Sans échauffourée ni dérapage, les Grecs débattent. Les sondages prédisent un score serré. A Athènes vendredi soir, deux foules de 20 000 personnes s'affrontaient ainsi par discours interposé à Athènes. L'une pour le OUI, l'autre pour le NON. L'Europe se réhabilite dans les urnes quand le débat n'est pas truqué.

"On donne une chance à l’Europe de retourner à la démocratie, on envoie un message d’espoir aux peuples de l’Europe." Alexis Tsipras, 3 juillet 2015

En regard, la politique française paraît minable et triste. On poursuit les commentaires techniques sur la course présidentielle vers 2017, on s'esbaudit sur le feuilleton "Uber versus taxis". On s'inquiète du énième refus de François Hollande d'accorder l'asile politique à un Julian Assange réfugié dans une ambassade sud-américaine. On s'inquiète d'une canicule record - 40 degrés atteints sur la capitale et quelques villes, comme si le réchauffement climatique tant redouté était enfin là.

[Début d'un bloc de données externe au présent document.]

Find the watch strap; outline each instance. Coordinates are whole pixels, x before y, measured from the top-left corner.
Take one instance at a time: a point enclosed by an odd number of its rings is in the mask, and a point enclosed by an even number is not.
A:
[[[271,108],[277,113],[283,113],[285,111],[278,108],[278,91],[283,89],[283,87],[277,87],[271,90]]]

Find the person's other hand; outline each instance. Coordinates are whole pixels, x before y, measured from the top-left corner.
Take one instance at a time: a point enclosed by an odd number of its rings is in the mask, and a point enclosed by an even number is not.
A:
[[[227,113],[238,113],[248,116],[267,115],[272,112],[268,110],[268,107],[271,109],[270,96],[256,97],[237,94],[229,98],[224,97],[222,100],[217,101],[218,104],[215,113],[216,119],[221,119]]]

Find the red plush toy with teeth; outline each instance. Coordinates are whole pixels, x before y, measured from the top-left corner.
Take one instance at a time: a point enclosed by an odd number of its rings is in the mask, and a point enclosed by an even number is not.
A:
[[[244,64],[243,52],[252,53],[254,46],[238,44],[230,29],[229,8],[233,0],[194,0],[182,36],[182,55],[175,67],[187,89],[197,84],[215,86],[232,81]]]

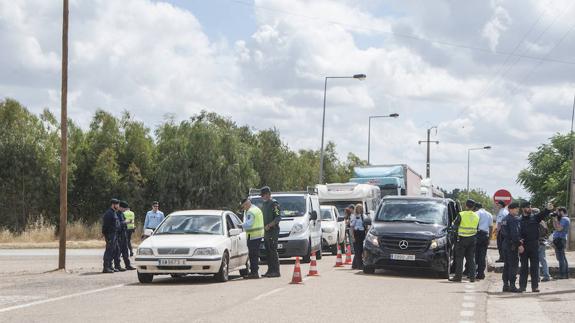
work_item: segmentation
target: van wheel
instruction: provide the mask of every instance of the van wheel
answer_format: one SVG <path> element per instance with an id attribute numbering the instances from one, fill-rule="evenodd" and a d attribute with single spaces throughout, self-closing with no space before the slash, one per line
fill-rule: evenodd
<path id="1" fill-rule="evenodd" d="M 138 272 L 138 281 L 142 284 L 149 284 L 154 280 L 154 275 L 152 274 L 144 274 Z"/>
<path id="2" fill-rule="evenodd" d="M 222 257 L 222 265 L 220 266 L 220 271 L 215 275 L 217 281 L 224 283 L 230 279 L 230 260 L 228 253 L 225 252 Z"/>

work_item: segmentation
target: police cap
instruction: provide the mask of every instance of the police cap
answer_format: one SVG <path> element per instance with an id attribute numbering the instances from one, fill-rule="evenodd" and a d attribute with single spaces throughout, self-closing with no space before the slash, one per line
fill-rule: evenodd
<path id="1" fill-rule="evenodd" d="M 264 194 L 271 194 L 272 190 L 270 189 L 269 186 L 264 186 L 260 189 L 260 195 L 264 195 Z"/>
<path id="2" fill-rule="evenodd" d="M 519 203 L 513 202 L 513 203 L 509 204 L 509 206 L 507 208 L 510 210 L 517 209 L 517 208 L 519 208 Z"/>

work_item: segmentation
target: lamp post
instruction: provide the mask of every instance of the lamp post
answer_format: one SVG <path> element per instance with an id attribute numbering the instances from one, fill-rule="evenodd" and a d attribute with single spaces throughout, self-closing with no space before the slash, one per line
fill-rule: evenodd
<path id="1" fill-rule="evenodd" d="M 370 152 L 371 152 L 371 119 L 378 119 L 378 118 L 397 118 L 399 114 L 392 113 L 386 116 L 369 116 L 369 122 L 367 126 L 367 164 L 370 165 Z"/>
<path id="2" fill-rule="evenodd" d="M 467 199 L 469 199 L 469 160 L 471 157 L 472 150 L 488 150 L 491 146 L 478 147 L 478 148 L 468 148 L 467 149 Z"/>
<path id="3" fill-rule="evenodd" d="M 323 140 L 325 135 L 325 98 L 327 93 L 327 80 L 328 79 L 357 79 L 360 81 L 365 80 L 365 74 L 355 74 L 353 76 L 326 76 L 325 83 L 323 87 L 323 114 L 321 119 L 321 150 L 320 150 L 320 157 L 319 157 L 319 182 L 318 184 L 323 183 Z"/>

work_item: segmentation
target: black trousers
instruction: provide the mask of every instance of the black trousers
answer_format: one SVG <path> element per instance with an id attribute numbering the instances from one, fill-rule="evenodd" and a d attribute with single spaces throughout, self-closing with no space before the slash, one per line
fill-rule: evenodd
<path id="1" fill-rule="evenodd" d="M 265 236 L 264 245 L 266 247 L 267 254 L 268 274 L 279 274 L 280 258 L 278 256 L 278 236 Z"/>
<path id="2" fill-rule="evenodd" d="M 104 236 L 106 239 L 106 251 L 104 251 L 104 269 L 112 268 L 112 260 L 116 254 L 116 245 L 118 244 L 116 241 L 116 234 L 115 233 L 108 233 Z"/>
<path id="3" fill-rule="evenodd" d="M 248 240 L 248 252 L 250 257 L 250 274 L 257 275 L 260 270 L 260 245 L 262 239 L 249 239 Z"/>
<path id="4" fill-rule="evenodd" d="M 132 248 L 132 234 L 134 231 L 134 229 L 128 229 L 128 231 L 126 231 L 126 239 L 128 240 L 128 250 L 130 251 L 130 256 L 134 254 L 134 249 Z"/>
<path id="5" fill-rule="evenodd" d="M 118 231 L 116 239 L 116 252 L 114 254 L 114 267 L 120 268 L 120 257 L 124 260 L 124 265 L 130 267 L 130 254 L 128 253 L 128 242 L 126 241 L 126 231 Z"/>
<path id="6" fill-rule="evenodd" d="M 527 288 L 527 276 L 531 273 L 531 288 L 536 289 L 539 287 L 539 242 L 528 242 L 519 259 L 521 260 L 519 287 Z"/>
<path id="7" fill-rule="evenodd" d="M 475 268 L 475 244 L 476 236 L 458 237 L 455 245 L 455 278 L 461 279 L 463 275 L 463 258 L 465 257 L 466 267 L 469 269 L 469 277 L 475 278 L 473 268 Z"/>
<path id="8" fill-rule="evenodd" d="M 365 240 L 365 231 L 355 230 L 354 231 L 354 242 L 353 249 L 355 253 L 353 254 L 353 262 L 351 263 L 351 268 L 362 269 L 363 268 L 363 241 Z"/>
<path id="9" fill-rule="evenodd" d="M 503 235 L 501 234 L 501 230 L 497 231 L 497 251 L 499 251 L 499 259 L 505 259 L 503 251 Z"/>
<path id="10" fill-rule="evenodd" d="M 519 254 L 516 247 L 506 246 L 503 242 L 503 286 L 515 286 L 517 269 L 519 267 Z"/>
<path id="11" fill-rule="evenodd" d="M 489 233 L 479 231 L 477 233 L 477 242 L 475 246 L 475 264 L 477 265 L 475 277 L 485 278 L 485 259 L 487 258 L 487 248 L 489 248 Z"/>

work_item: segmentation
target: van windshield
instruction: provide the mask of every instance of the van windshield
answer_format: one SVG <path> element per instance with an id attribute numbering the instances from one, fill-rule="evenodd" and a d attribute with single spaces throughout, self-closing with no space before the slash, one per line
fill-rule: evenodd
<path id="1" fill-rule="evenodd" d="M 446 206 L 440 201 L 384 200 L 376 221 L 447 225 L 445 213 Z"/>
<path id="2" fill-rule="evenodd" d="M 285 218 L 303 216 L 306 211 L 304 196 L 272 196 L 280 204 L 281 216 Z M 263 199 L 259 196 L 252 196 L 250 200 L 254 205 L 262 208 Z"/>

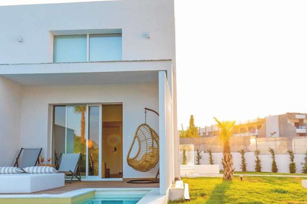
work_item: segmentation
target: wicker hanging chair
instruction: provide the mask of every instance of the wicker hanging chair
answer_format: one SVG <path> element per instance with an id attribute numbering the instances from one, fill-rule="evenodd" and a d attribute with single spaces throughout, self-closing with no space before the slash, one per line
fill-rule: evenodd
<path id="1" fill-rule="evenodd" d="M 130 158 L 130 154 L 136 140 L 139 149 L 135 156 Z M 159 136 L 146 123 L 140 124 L 136 131 L 132 145 L 128 152 L 127 163 L 139 171 L 148 171 L 159 162 Z"/>
<path id="2" fill-rule="evenodd" d="M 139 125 L 134 135 L 132 144 L 127 155 L 127 163 L 134 169 L 138 171 L 146 172 L 154 168 L 159 160 L 159 135 L 149 125 L 146 124 L 146 110 L 152 111 L 159 116 L 159 114 L 148 108 L 145 109 L 145 123 Z M 138 144 L 138 150 L 135 156 L 130 157 L 131 151 L 136 141 Z M 145 183 L 157 183 L 157 173 L 155 180 L 133 180 L 128 183 L 142 182 Z"/>

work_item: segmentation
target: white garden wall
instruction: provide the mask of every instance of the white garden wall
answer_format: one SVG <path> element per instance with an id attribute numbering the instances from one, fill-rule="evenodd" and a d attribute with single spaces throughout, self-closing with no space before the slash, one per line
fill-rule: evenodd
<path id="1" fill-rule="evenodd" d="M 194 152 L 194 163 L 196 164 L 196 151 Z M 240 164 L 241 163 L 241 155 L 238 152 L 232 152 L 233 157 L 233 168 L 235 168 L 235 171 L 241 171 Z M 182 155 L 182 154 L 181 155 Z M 201 164 L 209 164 L 209 154 L 204 153 L 202 151 L 201 155 L 202 156 L 201 160 Z M 223 169 L 223 166 L 221 164 L 223 153 L 212 153 L 213 159 L 214 160 L 214 164 L 220 164 L 220 169 Z M 246 158 L 246 162 L 247 163 L 248 171 L 255 171 L 255 156 L 253 152 L 246 152 L 245 154 Z M 296 154 L 295 155 L 295 162 L 296 163 L 297 173 L 301 172 L 302 165 L 300 163 L 303 161 L 304 155 Z M 271 155 L 260 155 L 261 160 L 262 170 L 263 172 L 271 172 L 271 167 L 272 159 Z M 278 172 L 281 173 L 289 173 L 289 156 L 288 155 L 277 155 L 276 156 L 276 161 L 278 168 Z"/>

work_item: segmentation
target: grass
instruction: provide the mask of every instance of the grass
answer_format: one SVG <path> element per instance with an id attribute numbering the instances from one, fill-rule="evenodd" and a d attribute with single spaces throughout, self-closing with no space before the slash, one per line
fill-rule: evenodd
<path id="1" fill-rule="evenodd" d="M 223 171 L 220 171 L 220 173 L 223 174 Z M 236 174 L 257 174 L 257 175 L 307 175 L 305 173 L 273 173 L 271 172 L 257 172 L 255 171 L 234 171 L 234 173 Z"/>
<path id="2" fill-rule="evenodd" d="M 232 181 L 221 177 L 184 178 L 189 184 L 190 201 L 170 204 L 307 203 L 307 189 L 302 178 L 234 176 Z"/>

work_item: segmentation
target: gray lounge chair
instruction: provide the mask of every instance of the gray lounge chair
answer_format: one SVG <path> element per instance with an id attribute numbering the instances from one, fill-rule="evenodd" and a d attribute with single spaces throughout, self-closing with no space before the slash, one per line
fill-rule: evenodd
<path id="1" fill-rule="evenodd" d="M 21 148 L 14 166 L 24 168 L 39 164 L 39 156 L 42 148 Z"/>
<path id="2" fill-rule="evenodd" d="M 75 177 L 81 181 L 80 165 L 79 161 L 81 157 L 80 154 L 62 154 L 58 161 L 60 161 L 59 166 L 59 173 L 64 173 L 67 176 L 71 176 L 70 184 Z M 56 166 L 58 164 L 56 164 Z"/>

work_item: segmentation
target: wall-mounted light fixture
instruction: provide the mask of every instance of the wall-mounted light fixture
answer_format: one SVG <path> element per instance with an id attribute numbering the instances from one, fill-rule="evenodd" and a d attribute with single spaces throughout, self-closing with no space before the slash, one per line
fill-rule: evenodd
<path id="1" fill-rule="evenodd" d="M 23 39 L 23 37 L 22 36 L 18 36 L 18 37 L 17 38 L 17 40 L 19 42 L 24 42 L 24 39 Z"/>
<path id="2" fill-rule="evenodd" d="M 114 151 L 113 152 L 114 152 L 114 155 L 116 155 L 116 147 L 114 147 Z"/>

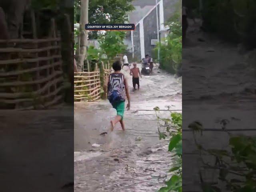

Samedi 4 juillet, les ultra-sarkozystes se donnaient en show lors de leur "fête de la violette". Guillaume Peltier, co-animateur de la Droite forte, clame sur l'estrade que le retour politique de Sarkozy, un "homme pas comme les autres", sonne comme les "retrouvailles du roi et de son peuple". Le pauvre garçon, ancien du Front national, s'égare dans ses références royalistes. Peltier veut porter haut "les valeurs du sarkozysme". On ne sait pas si ces dernières intègrent ces conceptions toutes particulières de la justice et du rapport à l'argent qu'entretenait l'ancien monarque.

Le discours de Sarkozy est sans surprise, un mélange d'autosatisfaction et de bons mots contre ses adversaires, y compris dans son propre camp, et une improbable et introuvable "pensée unique" qui abaisserait les bons Français.  Car la pensée unique du moment est conservatrice, rance et excluante. Elle consiste à défendre le repli, l'exclusion, voire l'expulsion.

Migrants, pauvres, précaires, chômeurs, Grecs, choisissez votre bouc-émissaire. La liste est longue, presque infinie, et ajustable aux délires de chacun.

Sarkozy bêle son mépris de la République, sans critique, ou si peu.

François Fillon, son ex-meilleur premier collaborateur n'était pas en reste. Deux jours avant, il expliquait qu'il aimerait bien envoyer Sarko... dans l'espace.


C'est toute la politique française qui mériterait d'être satellisée.

Nos regards, en ce début de juillet, sont tournés vers la Grèce.